Smith’s run has been accompanied by growing popularity this side of the Atlantic; “Doctor Who” is nothing short of an institution in the U.K., but until recent years has garnered only a cult following in the States. Now, American fans gather en masse at conventions, and pint-sized Whovians don “Doctor Who” costumes to go trick-or-treating each Halloween. The show is BBC America’s highest-rated series, drawing more than 2 million viewers for its mid-season premiere in March.
“The fans of Doctor Who around the world are unlike any other,” Smith said. “They dress up, shout louder, know more about the history of the show (and speculate more about the future of the show) in a way that I’ve never seen before.”
Speculation, indeed. Although BBC has not announced who will portray the Doctor’s next regeneration, many fans are chattering online about John Hurt’s appearance in the season finale’s cliffhanger ending this May. After the Doctor and Clara discover the Doctor’s grave in the fields of Trenzalore, the pair meet Hurt’s character, introduced as “The Doctor.” Fans are speculating that Hurt’s character might be a previous iteration, a future iteration or an alternate-timeline version of the time traveler, or else another character altogether; it wouldn’t be the first time the show’s writers threw viewers a curve ball.
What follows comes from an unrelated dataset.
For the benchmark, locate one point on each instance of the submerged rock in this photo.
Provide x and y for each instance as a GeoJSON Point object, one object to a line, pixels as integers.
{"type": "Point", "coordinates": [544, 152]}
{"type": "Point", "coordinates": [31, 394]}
BBC has not announced who will play the next Doctor, and it would appear from Moffat’s statement that the network might still be casting.
“This isn’t the end of the story, because now the search begins,” Moffat said. “Somewhere out there right now — all unknowing, just going about their business — is someone who’s about to become the Doctor. A life is going to change, and Doctor Who will be born all over again!”
Meanwhile, Smith is acting alongside Christina Hendricks, Saoirse Ronan and Eva Medes in the Ryan Gosling-directed fantasy thriller “How to Catch a Monster,” slated for a 2014 release, not to mention appearing in November’s “Doctor Who” 50th anniversary special and the Christmas special in December.
“Great actors always know when it’s time for the curtain call, so this Christmas prepare for your hearts to break, as we say goodbye to number Eleven,” Moffat said. “Thank you Matt – bow ties were never cooler.”